Before Baby Veronica was born, her biological father, Dusten Brown, gave up his parental rights in a text message to the girl’s biological mother, and he did not provide financial support to mother or child. The mother gave the baby up for adoption, finding a willing couple in South Carolina, Matt and Melanie Capobianco. The Capobiancos supported Veronica’s mother — they even attended the birth in Oklahoma — before taking the child home. Seems simple enough.
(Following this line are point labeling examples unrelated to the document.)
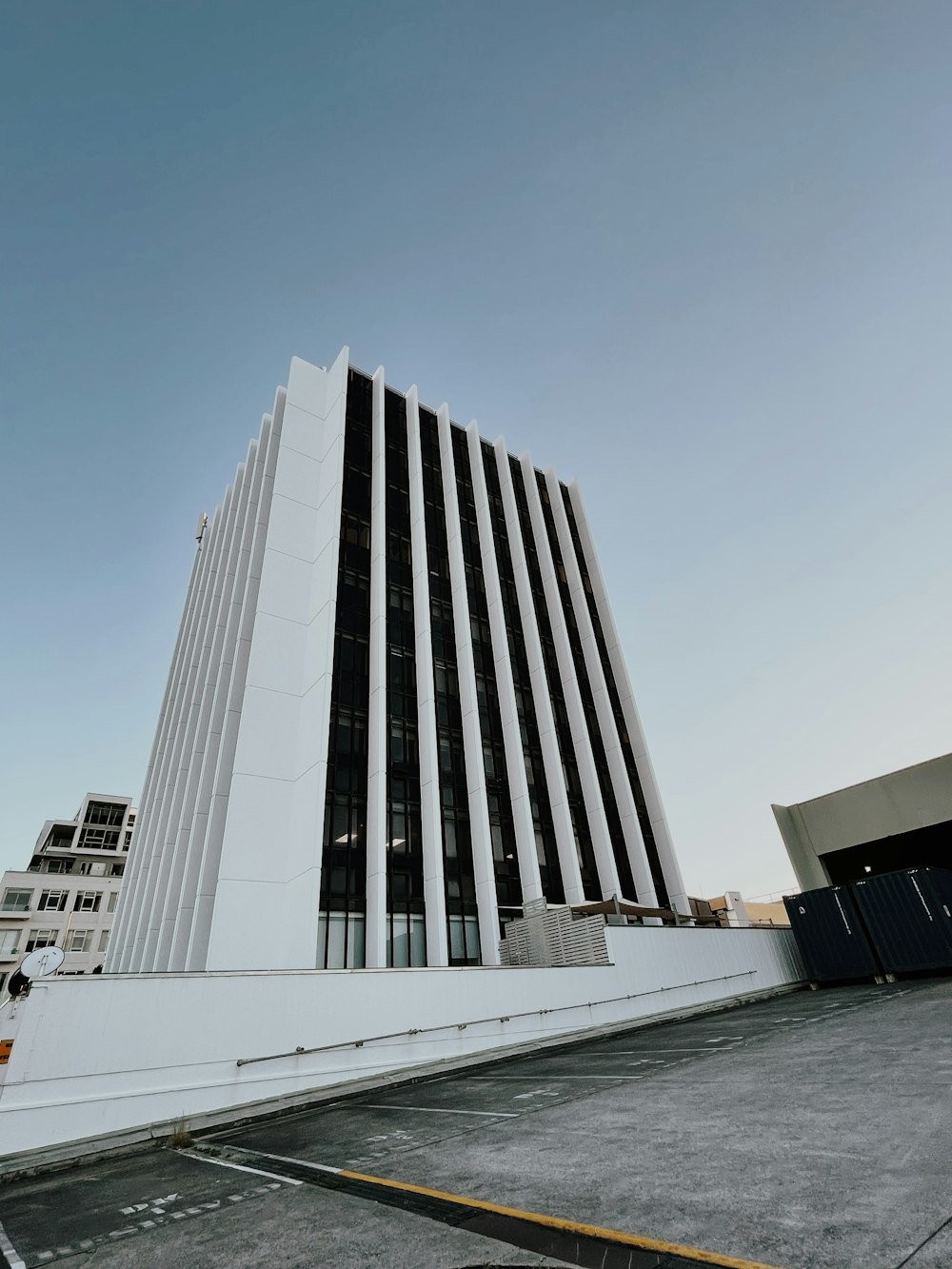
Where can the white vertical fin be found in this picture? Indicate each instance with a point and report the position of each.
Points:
(430, 806)
(588, 774)
(677, 892)
(506, 690)
(548, 738)
(376, 929)
(484, 872)
(617, 773)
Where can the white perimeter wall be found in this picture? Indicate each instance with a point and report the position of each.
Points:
(103, 1055)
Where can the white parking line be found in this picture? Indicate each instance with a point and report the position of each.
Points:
(487, 1115)
(555, 1079)
(239, 1168)
(10, 1252)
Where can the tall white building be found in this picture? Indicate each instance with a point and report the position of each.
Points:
(68, 894)
(398, 708)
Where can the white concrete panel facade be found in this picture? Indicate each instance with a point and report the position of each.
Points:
(320, 551)
(173, 1066)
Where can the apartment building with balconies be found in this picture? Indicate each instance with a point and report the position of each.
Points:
(69, 891)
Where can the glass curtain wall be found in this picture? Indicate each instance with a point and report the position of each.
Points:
(407, 929)
(341, 929)
(588, 702)
(541, 807)
(627, 753)
(566, 749)
(463, 921)
(506, 863)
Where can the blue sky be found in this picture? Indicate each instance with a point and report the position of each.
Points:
(696, 254)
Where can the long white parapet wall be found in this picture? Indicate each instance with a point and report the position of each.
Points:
(129, 1055)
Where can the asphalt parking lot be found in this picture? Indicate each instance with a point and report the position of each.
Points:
(807, 1132)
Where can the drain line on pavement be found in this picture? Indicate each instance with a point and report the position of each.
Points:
(586, 1245)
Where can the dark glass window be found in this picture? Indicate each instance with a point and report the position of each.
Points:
(463, 922)
(506, 863)
(345, 854)
(566, 749)
(625, 740)
(544, 826)
(588, 704)
(407, 911)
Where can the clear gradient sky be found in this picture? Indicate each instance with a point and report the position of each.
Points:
(697, 254)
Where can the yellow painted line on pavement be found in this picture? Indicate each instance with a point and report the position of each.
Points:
(555, 1222)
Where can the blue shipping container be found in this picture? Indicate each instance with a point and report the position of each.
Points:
(830, 936)
(909, 918)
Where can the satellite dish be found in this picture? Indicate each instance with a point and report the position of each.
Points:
(42, 962)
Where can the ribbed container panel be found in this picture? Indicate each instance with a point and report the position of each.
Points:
(832, 936)
(909, 918)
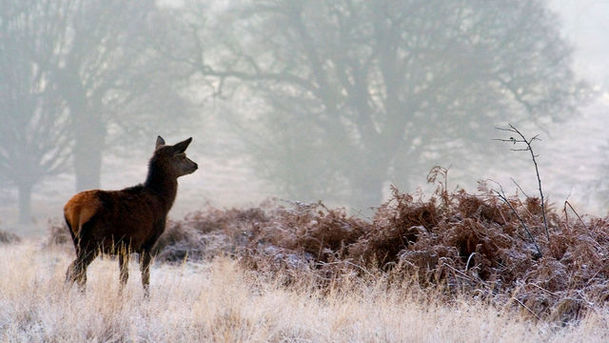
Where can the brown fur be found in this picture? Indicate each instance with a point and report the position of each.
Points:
(126, 221)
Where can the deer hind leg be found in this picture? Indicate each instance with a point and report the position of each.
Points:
(145, 259)
(123, 263)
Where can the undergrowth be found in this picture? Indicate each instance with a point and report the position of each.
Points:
(459, 243)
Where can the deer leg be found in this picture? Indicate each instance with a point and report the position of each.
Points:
(77, 271)
(123, 263)
(145, 259)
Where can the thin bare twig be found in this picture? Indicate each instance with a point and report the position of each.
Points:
(529, 148)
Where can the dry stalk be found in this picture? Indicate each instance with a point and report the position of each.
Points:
(529, 148)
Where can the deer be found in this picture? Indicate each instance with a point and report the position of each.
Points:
(122, 222)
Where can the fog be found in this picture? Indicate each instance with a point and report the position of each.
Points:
(300, 101)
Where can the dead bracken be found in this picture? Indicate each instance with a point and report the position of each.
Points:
(459, 243)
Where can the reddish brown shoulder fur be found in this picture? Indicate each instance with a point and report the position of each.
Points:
(81, 208)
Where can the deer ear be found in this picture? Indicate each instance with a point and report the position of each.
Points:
(181, 147)
(159, 142)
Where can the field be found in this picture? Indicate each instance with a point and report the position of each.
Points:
(448, 267)
(220, 301)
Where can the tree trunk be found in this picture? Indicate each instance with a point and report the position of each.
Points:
(89, 144)
(25, 203)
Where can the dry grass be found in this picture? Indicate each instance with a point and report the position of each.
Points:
(219, 301)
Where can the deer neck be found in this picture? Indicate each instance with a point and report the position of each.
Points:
(162, 185)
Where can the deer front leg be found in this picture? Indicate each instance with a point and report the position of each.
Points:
(145, 260)
(123, 263)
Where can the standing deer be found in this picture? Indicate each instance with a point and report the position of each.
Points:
(126, 221)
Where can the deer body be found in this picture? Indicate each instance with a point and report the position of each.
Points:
(129, 220)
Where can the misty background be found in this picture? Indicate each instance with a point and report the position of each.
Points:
(306, 101)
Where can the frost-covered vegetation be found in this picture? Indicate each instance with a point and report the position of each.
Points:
(456, 245)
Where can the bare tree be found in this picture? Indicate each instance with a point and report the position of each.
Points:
(34, 139)
(351, 94)
(104, 69)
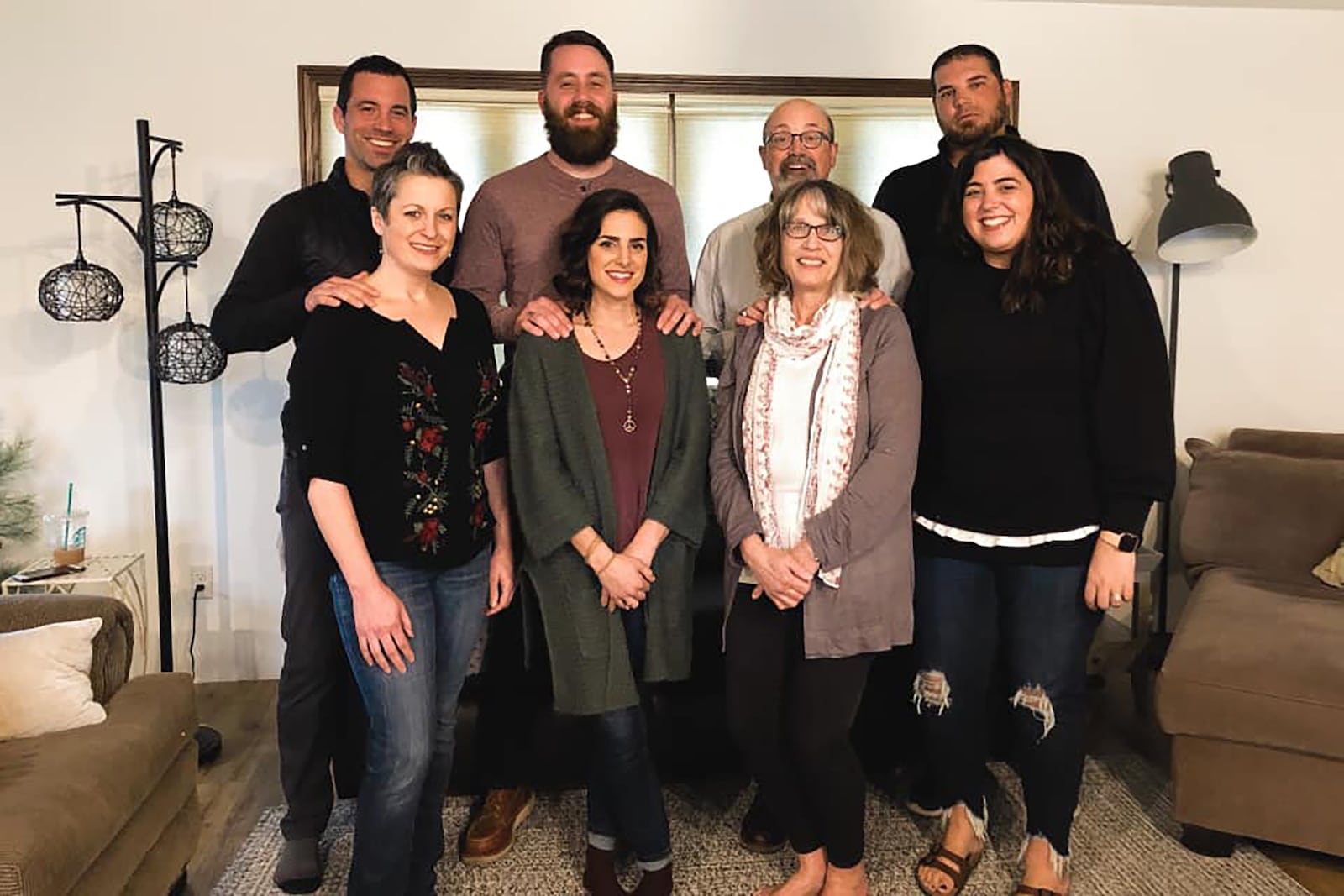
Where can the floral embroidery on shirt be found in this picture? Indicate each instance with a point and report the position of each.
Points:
(427, 458)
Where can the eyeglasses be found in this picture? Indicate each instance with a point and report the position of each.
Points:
(810, 140)
(799, 230)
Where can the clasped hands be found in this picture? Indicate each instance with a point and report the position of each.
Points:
(625, 577)
(783, 575)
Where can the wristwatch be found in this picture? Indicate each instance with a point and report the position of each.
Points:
(1124, 542)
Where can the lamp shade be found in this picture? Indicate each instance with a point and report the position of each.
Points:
(1202, 221)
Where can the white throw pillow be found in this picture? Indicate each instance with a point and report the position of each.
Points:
(45, 679)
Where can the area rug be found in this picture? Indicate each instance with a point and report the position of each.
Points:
(1124, 844)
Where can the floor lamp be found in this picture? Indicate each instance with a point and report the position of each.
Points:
(1202, 223)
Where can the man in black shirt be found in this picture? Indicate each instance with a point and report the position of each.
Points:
(971, 101)
(315, 248)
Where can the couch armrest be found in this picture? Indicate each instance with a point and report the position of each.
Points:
(112, 647)
(1257, 511)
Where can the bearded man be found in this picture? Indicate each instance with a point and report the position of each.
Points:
(971, 101)
(510, 251)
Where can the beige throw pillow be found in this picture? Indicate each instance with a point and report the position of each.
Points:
(1331, 570)
(45, 679)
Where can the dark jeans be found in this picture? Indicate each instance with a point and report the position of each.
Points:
(965, 614)
(412, 721)
(624, 797)
(319, 716)
(792, 718)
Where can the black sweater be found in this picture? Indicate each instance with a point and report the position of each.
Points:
(405, 426)
(1042, 421)
(914, 196)
(306, 237)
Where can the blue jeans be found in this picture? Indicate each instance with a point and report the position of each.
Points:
(412, 720)
(624, 795)
(965, 614)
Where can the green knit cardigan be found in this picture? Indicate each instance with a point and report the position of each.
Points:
(561, 484)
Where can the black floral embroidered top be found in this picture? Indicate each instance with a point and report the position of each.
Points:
(405, 426)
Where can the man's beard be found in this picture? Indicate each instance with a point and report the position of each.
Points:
(788, 177)
(582, 145)
(967, 139)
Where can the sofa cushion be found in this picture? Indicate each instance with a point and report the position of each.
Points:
(65, 797)
(1268, 512)
(1258, 663)
(46, 685)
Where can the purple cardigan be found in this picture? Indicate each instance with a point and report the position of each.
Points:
(867, 528)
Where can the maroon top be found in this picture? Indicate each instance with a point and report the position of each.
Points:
(629, 456)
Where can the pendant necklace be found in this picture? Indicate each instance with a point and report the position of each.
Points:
(627, 376)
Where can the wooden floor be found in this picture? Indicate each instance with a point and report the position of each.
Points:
(246, 778)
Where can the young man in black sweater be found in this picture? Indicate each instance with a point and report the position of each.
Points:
(315, 248)
(971, 101)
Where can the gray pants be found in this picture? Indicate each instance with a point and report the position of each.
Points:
(319, 716)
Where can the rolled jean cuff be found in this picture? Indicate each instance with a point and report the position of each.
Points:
(658, 864)
(606, 842)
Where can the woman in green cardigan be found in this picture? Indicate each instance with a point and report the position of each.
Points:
(609, 439)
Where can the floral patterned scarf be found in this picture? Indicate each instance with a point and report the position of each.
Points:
(835, 331)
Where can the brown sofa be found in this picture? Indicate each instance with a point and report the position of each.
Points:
(1253, 685)
(109, 808)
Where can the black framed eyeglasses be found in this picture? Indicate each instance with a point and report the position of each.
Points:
(810, 140)
(799, 230)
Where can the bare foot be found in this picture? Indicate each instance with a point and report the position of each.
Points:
(1041, 868)
(846, 882)
(806, 882)
(958, 839)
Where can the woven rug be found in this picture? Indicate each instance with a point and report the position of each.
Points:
(1124, 844)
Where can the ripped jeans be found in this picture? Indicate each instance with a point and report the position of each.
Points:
(965, 614)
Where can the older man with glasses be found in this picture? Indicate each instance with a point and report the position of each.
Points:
(797, 144)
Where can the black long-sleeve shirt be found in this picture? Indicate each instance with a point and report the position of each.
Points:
(1042, 421)
(405, 426)
(914, 196)
(306, 237)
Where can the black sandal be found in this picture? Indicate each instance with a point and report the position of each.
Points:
(958, 868)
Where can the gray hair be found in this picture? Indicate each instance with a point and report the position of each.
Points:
(412, 159)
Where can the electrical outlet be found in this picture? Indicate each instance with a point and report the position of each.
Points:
(205, 579)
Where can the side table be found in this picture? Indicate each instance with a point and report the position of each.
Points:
(121, 574)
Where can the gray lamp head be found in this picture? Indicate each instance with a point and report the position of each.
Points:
(1202, 221)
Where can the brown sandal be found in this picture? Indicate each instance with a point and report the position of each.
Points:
(958, 868)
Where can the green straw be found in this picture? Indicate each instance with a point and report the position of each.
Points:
(71, 497)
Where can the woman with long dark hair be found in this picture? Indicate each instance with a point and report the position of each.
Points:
(1047, 436)
(608, 445)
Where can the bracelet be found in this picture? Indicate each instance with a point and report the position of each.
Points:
(591, 547)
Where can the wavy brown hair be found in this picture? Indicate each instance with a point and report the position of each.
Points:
(1057, 238)
(862, 250)
(575, 284)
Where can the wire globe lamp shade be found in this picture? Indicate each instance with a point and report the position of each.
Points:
(181, 230)
(1202, 221)
(80, 291)
(187, 352)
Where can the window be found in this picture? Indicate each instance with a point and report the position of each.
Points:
(699, 134)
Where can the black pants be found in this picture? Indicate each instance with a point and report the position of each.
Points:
(319, 716)
(965, 611)
(792, 718)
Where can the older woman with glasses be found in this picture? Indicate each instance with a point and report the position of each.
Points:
(811, 470)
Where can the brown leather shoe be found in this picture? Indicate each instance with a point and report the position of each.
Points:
(491, 833)
(600, 873)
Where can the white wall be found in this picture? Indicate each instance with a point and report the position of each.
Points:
(1126, 85)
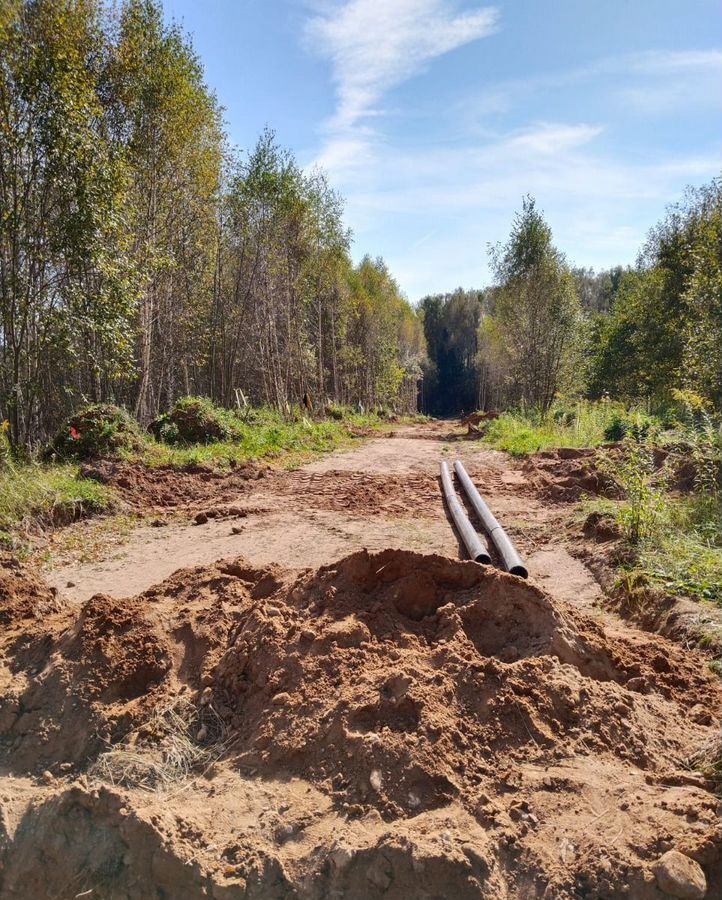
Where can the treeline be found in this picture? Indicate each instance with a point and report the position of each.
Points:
(143, 258)
(545, 329)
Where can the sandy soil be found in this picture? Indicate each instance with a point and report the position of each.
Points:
(294, 710)
(382, 494)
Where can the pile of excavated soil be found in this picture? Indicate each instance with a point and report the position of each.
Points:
(362, 493)
(567, 474)
(171, 488)
(393, 725)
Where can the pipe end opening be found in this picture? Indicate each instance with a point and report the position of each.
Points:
(483, 558)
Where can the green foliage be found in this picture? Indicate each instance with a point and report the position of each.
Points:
(664, 331)
(34, 496)
(633, 423)
(531, 338)
(632, 468)
(451, 325)
(524, 430)
(95, 431)
(193, 420)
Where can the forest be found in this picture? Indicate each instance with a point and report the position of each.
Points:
(647, 333)
(143, 258)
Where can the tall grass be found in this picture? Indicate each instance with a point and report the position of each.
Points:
(581, 424)
(263, 434)
(36, 495)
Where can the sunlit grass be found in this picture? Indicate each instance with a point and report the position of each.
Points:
(35, 495)
(581, 424)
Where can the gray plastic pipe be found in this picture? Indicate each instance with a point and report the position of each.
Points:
(507, 551)
(472, 541)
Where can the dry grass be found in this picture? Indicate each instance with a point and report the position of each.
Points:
(708, 760)
(186, 739)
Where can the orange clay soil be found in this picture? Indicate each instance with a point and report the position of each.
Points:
(392, 725)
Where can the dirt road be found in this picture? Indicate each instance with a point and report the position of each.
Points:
(310, 695)
(382, 494)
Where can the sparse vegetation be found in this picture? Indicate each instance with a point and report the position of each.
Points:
(186, 739)
(579, 424)
(95, 431)
(39, 495)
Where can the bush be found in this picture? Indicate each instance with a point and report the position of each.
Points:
(637, 425)
(634, 471)
(193, 420)
(336, 412)
(99, 430)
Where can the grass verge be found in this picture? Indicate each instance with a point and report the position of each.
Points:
(38, 495)
(581, 424)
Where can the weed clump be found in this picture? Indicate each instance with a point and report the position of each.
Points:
(193, 420)
(96, 431)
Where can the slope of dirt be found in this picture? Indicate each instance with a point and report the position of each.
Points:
(171, 488)
(567, 474)
(393, 724)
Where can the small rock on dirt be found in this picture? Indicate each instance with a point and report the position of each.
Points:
(679, 876)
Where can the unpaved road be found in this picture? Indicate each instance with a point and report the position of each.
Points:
(382, 494)
(390, 724)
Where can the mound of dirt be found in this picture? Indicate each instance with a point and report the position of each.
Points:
(568, 473)
(22, 594)
(170, 488)
(394, 724)
(98, 430)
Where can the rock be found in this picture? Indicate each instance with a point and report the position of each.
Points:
(637, 684)
(476, 858)
(679, 876)
(700, 715)
(341, 857)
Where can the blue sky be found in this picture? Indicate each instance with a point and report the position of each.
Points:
(434, 117)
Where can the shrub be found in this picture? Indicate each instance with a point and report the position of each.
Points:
(637, 425)
(194, 420)
(634, 471)
(96, 431)
(334, 411)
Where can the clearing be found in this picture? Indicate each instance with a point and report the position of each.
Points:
(309, 694)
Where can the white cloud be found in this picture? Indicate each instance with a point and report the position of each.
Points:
(375, 45)
(432, 207)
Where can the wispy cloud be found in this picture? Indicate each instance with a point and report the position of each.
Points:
(653, 81)
(375, 45)
(432, 205)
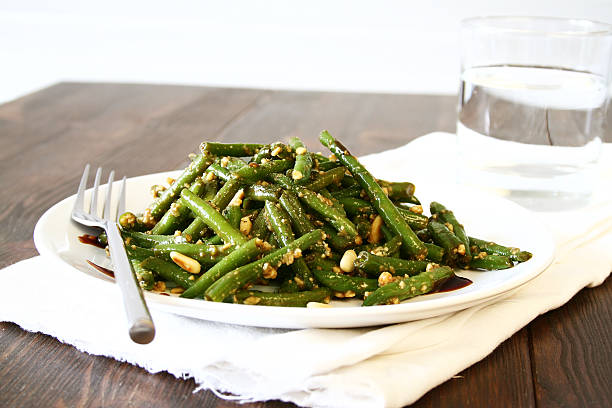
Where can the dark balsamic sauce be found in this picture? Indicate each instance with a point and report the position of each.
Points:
(91, 240)
(454, 283)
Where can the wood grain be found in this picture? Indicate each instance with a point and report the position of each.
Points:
(561, 359)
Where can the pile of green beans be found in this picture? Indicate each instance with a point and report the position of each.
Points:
(278, 225)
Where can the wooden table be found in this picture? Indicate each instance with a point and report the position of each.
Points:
(562, 358)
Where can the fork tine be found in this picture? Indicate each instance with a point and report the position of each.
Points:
(121, 202)
(109, 191)
(79, 202)
(93, 205)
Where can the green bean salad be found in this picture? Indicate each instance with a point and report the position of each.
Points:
(278, 225)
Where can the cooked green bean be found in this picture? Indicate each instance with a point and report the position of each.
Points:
(407, 288)
(240, 256)
(231, 149)
(412, 246)
(213, 219)
(303, 161)
(265, 267)
(195, 169)
(286, 299)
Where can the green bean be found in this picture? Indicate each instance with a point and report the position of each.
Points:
(352, 191)
(415, 221)
(355, 206)
(219, 171)
(149, 240)
(240, 256)
(130, 222)
(261, 192)
(299, 219)
(412, 246)
(403, 289)
(333, 176)
(145, 277)
(322, 206)
(195, 168)
(198, 227)
(168, 271)
(280, 224)
(374, 265)
(515, 254)
(213, 219)
(138, 253)
(303, 161)
(443, 237)
(434, 252)
(490, 262)
(397, 190)
(177, 214)
(441, 213)
(276, 149)
(342, 283)
(239, 277)
(255, 172)
(337, 241)
(205, 254)
(230, 149)
(288, 299)
(233, 214)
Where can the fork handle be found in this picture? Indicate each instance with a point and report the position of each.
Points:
(141, 326)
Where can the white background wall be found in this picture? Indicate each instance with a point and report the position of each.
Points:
(380, 46)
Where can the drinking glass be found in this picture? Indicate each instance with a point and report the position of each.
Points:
(532, 107)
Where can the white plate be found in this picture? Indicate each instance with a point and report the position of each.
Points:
(484, 216)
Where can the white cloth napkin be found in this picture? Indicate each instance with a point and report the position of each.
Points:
(371, 367)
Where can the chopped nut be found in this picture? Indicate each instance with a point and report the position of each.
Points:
(349, 293)
(246, 225)
(347, 263)
(269, 272)
(288, 258)
(385, 278)
(156, 189)
(417, 209)
(251, 300)
(376, 231)
(461, 249)
(159, 286)
(237, 199)
(147, 218)
(175, 208)
(296, 175)
(186, 263)
(276, 151)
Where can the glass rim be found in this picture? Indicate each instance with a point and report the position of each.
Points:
(575, 27)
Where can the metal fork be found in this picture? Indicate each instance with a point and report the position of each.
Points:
(141, 326)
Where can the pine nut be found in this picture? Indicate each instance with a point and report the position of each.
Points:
(347, 263)
(186, 263)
But because Mr. Brown is a registered member of the Cherokee Nation, he claims special protections under a federal law designed to combat the breakup of Native American families. Before the 1978 Indian Child Welfare Act, state social workers too often removed Native American children from their homes without cause, placing them in non-Indian households. So Congress barred removal of Native children unless, among other things, “the continued custody of the child by the parent or Indian custodian is likely to result in serious emotional or physical damage to the child.”

After receiving notice of the adoption, Mr. Brown decided to press for custody of Veronica. Citing federal law, two South Carolina courts sided with him, even though it was almost certainly in the girl’s best interests to stay with the only parents she had ever known. Consequently, the state removed Veronica from the Capobiancos’ home when she was 27 months old, giving the girl to her biological father, with whom she has lived since the end of 2011.

The Supreme Court majority ruled that federal law did not demand this result. The law, the justices pointed out, protects the “continued” custody of Native American children by their biological parents. Since Mr. Brown did not have physical or legal custody of any kind at any point before 2011 — and, in fact, had renounced his rights — approving the Capobiancos’ adoption would not have broken up any preexisting Native American family. Reading the law otherwise, Justice Samuel A. Alito Jr. noted, would mean that “a biological Indian father could abandon his child in utero and refuse any support for the birth mother — perhaps contributing to the mother’s decision to put the child up for adoption — and then could play his [Indian Child Welfare Act] trump card at the eleventh hour to override the mother’s decision and the child’s best interests.”

This is not an easy situation. Both Mr. Brown and the Capobiancos appear to care deeply for Veronica. In addition, Justice Stephen G. Breyer noted in a concurrence, the court had to ensure that it was not dismissive of the rights of Native American fathers who don’t have technical custody of their children but who are more engaged in their lives than Mr. Brown had been in his daughter’s.

Now Veronica’s case is back in South Carolina courts, which will have to determine what makes the most sense for a child who has already had to switch families once. They should have put her best interests first from the beginning.